Breaking tells a true story that's both exciting and heartbreaking. Brian Brown-Easley (John Boyega) is a Marine veteran. Life has not gotten easier since his two tours of duty ended. He's broke, estranged from wife Cassandra (Olivia Washington), and trying desperately to be a present father to his little girl. What pushes him to the edge is being screwed over by Veterans Affairs. They owe him a disability check, and they're dragging their feet in giving it to him. The cash wouldn't solve all his problems, although it would certainly help. More than that, he wants to send a message that they shouldn't treat vets so callously.

To drive the point home, Brian walks into a local Wells Fargo bank, where he hands a note to teller Rosa Diaz (Selenis Leyva) saying he has a bomb and will blow the place up if he doesn't get his money. Because he's not a bad guy, he lets the customers go free. Only Rosa and bank manager Estel Valerie (Nicole Beharie) remain inside. Police negotiator Eli Bernard (Michael Kenneth Williams) establishes phone contact with Brian, in an effort to resolve the problem. When the money still isn't transferred, Brian's emotional state becomes more volatile, causing Rosa and Estel to fear for their lives, and putting pressure on Eli to prevent a catastrophe.

There are two levels on which Breaking operates. One is as a hostage drama. Director Abi Demaris Corbin keeps the tension building by focusing on the emotions of the characters. Although Rosa and Estel empathize with Brian's plight, they also recognize that he's coming apart at the seams, so they fear he'll do something even more drastic than what he's already done. And the increasing frustration does indeed cause Brian to find his grip on self-control loosening. Great suspense is wrung from watching these people inside a pressure cooker, while Eli is outside attempting to find a way to de-escalate the situation.

On the other level, the story is a powerful statement about how Veterans Affairs – the organization that is supposed to take care of our vets – sometimes allows them to fall through the cracks.

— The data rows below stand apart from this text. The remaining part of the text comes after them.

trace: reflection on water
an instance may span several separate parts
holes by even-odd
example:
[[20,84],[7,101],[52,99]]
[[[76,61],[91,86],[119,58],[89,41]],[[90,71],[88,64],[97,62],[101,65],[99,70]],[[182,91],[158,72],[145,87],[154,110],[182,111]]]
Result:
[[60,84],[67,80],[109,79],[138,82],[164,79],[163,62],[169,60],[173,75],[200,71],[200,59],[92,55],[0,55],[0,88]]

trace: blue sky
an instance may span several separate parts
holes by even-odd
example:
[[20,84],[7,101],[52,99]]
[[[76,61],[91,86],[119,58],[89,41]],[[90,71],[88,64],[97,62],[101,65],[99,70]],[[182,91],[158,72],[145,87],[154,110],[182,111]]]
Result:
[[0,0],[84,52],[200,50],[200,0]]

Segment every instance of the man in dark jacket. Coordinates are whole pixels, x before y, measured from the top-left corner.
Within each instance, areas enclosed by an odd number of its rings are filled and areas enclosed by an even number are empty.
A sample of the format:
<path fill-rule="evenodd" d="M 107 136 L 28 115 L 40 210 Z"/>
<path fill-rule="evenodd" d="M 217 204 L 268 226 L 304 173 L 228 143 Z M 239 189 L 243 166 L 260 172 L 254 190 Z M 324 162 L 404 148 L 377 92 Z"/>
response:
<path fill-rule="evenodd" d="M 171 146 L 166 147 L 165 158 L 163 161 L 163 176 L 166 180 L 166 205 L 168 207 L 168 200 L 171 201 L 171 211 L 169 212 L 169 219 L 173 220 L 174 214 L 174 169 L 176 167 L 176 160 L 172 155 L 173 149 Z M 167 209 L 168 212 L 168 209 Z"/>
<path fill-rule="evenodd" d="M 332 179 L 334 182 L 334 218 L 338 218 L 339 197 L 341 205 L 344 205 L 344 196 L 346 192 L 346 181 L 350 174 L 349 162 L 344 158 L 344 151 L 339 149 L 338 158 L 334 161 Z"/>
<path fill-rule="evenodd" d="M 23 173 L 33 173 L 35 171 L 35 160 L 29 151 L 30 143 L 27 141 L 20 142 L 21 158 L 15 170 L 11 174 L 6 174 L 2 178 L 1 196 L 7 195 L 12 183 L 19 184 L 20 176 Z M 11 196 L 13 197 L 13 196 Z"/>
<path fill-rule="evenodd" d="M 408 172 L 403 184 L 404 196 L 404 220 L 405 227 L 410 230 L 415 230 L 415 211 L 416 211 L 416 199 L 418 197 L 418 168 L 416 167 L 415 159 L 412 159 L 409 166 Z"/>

Brian's point in demanding his payment is that veterans sacrifice so much and ask for so little in return. Boyega stunningly captures the moral fight this character wages. At one point, Estel offers to simply transfer the cash into Brian's account, letting the bank absorb the loss. He rejects that, because this is about principle. It's a moment that feels real, thanks to the vivid, authentic performance the actor gives. The story conveys a forceful message about the need for VA to go the extra mile for the men and women who served our country. They deserve it, especially when struggling.

Strong work from the entire cast makes Breaking the kind of picture that commands your attention from start to finish. If you know the story of the real Brian Brown-Easley, you know it took a very unexpected turn. The film stays true to that. How it's staged catches you off-guard, which is precisely the point. A lot of movies would have tried to alter what happened in order to make it fit more comfortably into a traditional formula. Sticking with the facts of the case is by far the better option, as it serves to underline the themes running throughout.

I respect Breaking for not chickening out. Boyega's fiery performance gives the film a jittery edge that allows Brian Brown-Easley's ordeal to feel urgent and impassioned. You remain in a state of tension for 103 minutes, then leave thinking deeply about the tragedy of a system that's capable of letting down the very people who put their lives on the line for all of us.

out of four

Breaking is rated PG-13 for some violent content, and strong language. The running time is 1 hour and 43 minutes.